Açıklamada, Türkiye Uzay Ajansı’nın, Türkiye’nin milli çıkarlarını gözeterek, uzay alanında koordinasyon sağlayacak ve denetleyecek bir sistem oluşturacağına işaret edilirken öncelikli hedefin sektörü...

SANAYİ VE TEKNOLOJİ BAKANLIĞI TARAFINDAN YAPILAN AÇIKLAMADA, TÜRKİYE UZAY AJANSI’NIN KURULUŞU
İÇİN TEŞKİLATLANMA ÇALIŞMALARININ EN KISA SÜREDE TAMAMLANACAĞINI BİLDİRİLİRKEN, UZAY TEKNOLOJİLERİ
ALANINDA ULUSAL BOYUTTA YAPILAN ÇALIŞMALARI KOORDİNE EDECEK VE ULUSLARARASI İLİŞKİLERİ YÜRÜTECEK
TÜRKİYE UZAY AJANSI’NIN YIL BİTMEDEN KURULACAĞI AÇIKLANIYOR.

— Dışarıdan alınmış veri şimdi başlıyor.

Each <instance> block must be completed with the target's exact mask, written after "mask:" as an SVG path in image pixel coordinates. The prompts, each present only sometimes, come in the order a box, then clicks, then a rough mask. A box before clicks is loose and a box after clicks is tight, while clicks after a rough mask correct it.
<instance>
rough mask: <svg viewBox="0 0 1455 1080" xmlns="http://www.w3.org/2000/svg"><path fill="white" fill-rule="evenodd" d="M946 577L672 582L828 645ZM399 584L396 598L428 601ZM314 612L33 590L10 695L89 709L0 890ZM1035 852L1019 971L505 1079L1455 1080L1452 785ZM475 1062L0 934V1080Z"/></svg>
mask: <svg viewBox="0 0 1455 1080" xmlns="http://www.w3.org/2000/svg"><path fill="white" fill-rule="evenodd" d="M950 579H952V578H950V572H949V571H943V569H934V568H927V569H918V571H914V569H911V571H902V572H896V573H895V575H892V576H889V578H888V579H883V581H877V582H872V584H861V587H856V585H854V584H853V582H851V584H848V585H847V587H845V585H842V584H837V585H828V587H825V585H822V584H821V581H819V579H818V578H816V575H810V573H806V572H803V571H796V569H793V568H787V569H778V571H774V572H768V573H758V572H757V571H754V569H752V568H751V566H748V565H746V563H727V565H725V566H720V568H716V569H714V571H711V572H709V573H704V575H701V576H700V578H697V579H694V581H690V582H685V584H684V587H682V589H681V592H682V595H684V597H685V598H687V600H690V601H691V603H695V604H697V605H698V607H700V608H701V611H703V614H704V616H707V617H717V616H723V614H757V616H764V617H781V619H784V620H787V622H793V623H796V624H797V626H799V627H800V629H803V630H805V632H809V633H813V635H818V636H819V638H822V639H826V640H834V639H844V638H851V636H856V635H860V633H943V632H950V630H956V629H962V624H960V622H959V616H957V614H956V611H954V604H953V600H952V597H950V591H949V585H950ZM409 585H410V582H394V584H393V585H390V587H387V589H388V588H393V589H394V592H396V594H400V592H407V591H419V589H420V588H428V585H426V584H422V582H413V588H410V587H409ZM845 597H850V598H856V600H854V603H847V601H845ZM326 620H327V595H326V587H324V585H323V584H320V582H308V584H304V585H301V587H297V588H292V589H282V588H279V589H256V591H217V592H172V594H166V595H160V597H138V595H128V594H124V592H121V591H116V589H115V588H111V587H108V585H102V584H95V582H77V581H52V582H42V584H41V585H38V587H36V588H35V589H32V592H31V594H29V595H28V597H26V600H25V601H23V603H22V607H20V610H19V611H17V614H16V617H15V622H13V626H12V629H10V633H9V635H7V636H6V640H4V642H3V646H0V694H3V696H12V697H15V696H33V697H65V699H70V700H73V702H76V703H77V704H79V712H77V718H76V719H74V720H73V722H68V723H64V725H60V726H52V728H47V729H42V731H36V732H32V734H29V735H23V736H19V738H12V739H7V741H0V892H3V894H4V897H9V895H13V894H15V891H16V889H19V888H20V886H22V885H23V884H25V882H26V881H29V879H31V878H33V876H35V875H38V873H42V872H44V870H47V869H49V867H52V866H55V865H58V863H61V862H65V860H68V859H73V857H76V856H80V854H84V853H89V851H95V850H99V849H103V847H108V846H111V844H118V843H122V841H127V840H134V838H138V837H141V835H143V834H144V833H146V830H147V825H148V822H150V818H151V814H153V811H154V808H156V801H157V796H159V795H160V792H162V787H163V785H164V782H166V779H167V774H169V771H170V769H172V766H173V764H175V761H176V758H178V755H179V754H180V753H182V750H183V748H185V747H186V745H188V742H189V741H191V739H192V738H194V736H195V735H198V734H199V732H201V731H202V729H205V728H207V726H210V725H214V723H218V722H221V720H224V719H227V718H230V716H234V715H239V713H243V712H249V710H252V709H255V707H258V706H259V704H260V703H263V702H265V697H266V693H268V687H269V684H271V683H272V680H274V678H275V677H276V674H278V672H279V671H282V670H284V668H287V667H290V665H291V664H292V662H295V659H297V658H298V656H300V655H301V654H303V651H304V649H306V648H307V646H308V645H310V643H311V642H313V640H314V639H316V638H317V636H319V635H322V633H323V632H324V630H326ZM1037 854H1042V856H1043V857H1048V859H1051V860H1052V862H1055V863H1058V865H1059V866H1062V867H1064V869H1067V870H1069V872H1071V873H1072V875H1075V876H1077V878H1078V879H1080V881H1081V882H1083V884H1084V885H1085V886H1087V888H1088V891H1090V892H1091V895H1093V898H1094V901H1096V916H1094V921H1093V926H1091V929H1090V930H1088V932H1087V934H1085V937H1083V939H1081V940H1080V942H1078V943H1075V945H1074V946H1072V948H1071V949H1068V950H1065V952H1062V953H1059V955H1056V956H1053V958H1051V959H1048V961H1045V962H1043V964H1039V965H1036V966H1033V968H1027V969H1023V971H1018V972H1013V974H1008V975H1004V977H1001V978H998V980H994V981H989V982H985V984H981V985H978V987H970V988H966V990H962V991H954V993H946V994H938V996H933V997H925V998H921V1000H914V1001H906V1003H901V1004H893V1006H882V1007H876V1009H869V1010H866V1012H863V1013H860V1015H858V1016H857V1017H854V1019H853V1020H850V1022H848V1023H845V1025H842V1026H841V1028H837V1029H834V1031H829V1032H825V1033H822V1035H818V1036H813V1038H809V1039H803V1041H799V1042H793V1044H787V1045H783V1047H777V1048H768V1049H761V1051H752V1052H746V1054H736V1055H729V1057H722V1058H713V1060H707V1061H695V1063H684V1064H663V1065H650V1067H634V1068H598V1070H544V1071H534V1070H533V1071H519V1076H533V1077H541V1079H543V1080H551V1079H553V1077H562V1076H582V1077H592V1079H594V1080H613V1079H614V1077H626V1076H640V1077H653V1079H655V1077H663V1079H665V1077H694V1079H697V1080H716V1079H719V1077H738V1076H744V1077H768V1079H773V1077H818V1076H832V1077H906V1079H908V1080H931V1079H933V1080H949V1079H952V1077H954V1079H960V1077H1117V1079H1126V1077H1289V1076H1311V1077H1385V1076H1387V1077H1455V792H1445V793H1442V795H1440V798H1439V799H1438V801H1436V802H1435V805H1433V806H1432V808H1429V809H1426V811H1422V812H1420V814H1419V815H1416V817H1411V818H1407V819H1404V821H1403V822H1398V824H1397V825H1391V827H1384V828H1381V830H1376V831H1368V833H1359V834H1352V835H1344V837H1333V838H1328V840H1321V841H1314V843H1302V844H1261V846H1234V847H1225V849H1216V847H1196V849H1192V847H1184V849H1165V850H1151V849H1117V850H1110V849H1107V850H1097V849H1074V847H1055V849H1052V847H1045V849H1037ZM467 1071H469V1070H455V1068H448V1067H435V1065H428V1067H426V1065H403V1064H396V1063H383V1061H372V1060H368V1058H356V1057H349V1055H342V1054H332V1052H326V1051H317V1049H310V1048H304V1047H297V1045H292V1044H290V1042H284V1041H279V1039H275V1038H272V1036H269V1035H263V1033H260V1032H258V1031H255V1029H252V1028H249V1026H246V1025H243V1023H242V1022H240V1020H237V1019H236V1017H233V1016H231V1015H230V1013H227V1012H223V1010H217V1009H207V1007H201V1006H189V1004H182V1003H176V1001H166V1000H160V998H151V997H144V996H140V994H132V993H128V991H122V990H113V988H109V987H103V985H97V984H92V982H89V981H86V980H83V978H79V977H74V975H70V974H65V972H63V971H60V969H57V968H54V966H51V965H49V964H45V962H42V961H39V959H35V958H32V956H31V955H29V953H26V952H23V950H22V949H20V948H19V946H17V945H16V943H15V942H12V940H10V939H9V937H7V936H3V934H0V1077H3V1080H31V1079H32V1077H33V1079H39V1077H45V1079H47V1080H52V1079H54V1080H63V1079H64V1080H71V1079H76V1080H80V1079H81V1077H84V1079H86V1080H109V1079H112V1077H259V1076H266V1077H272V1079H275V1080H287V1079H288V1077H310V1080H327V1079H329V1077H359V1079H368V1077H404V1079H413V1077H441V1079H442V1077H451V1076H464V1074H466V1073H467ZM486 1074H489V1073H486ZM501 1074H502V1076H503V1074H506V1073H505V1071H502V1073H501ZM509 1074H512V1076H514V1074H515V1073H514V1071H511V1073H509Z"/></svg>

Açıklamada, Türkiye Uzay Ajansı’nın, Türkiye’nin milli çıkarlarını gözeterek, uzay alanında koordinasyon sağlayacak ve denetleyecek bir sistem oluşturacağına işaret edilirken, öncelikli hedefin sektörü yönlendirmek, koordine etmek ve uluslararası ilişkileri tek elden yönetmek olduğunu bildiriliyor. Türkiye Uzay Ajansı’nın kuruluşunun 100 Günlük Eylem Programı’nda da yer aldığına dikkat çekilen açıklamada, teşkilatlanma çalışmalarının en kısa sürede tamamlanarak ajansın bu yıl içinde kurulacağı vurgulanıyor.

Uzay sanayisinin gelişmesi, yürütülen projelerle programa alınan yeni projelerin çoğalması sebebiyle uzay ve havacılık alanında koordinasyon sağlayacak ve ülkenin milli çıkarlarını gözetecek bir yapı ihtiyacının ortaya çıktığına değinilen açıklamada, ayrıca, Türkiye Uzay Ajansı’nın kuruluş amaçları sıralanıyor. Buna göre ajans, uzay sanayisinin güçlendirilmesi, uzay teknolojileri alanında bilimsel altyapıların ve insan kaynağının geliştirilmesi, kapasite ve yeteneklerin daha da artırılması için çalışacak. Kurum, uzay teknolojileri alanında belirlenen temel politika ve stratejilerinin uygulanmasını sağlarken, dışa bağımlı olmayan rekabetçi bir sanayinin geliştirilmesine de zemin hazırlayacak. Kapasite ve yeteneklerin artırılması için sürdürülecek çalışmaların yanı sıra ajans, bu alanlarda faaliyet gösteren kurum ve kuruluşları koordine edecek; ulusal ve uluslararası ilişkileri yürütecek bir yapıda olacak. Aynı zamanda fırlatılan uyduların kayıtlarını da tutacak olan Türkiye Uzay Ajansı, BM nezdinde Türkiye’nin haklarını takip ederek diğer uzay ajansları ile ikili ve çoklu iş birlikleri de geliştirecek.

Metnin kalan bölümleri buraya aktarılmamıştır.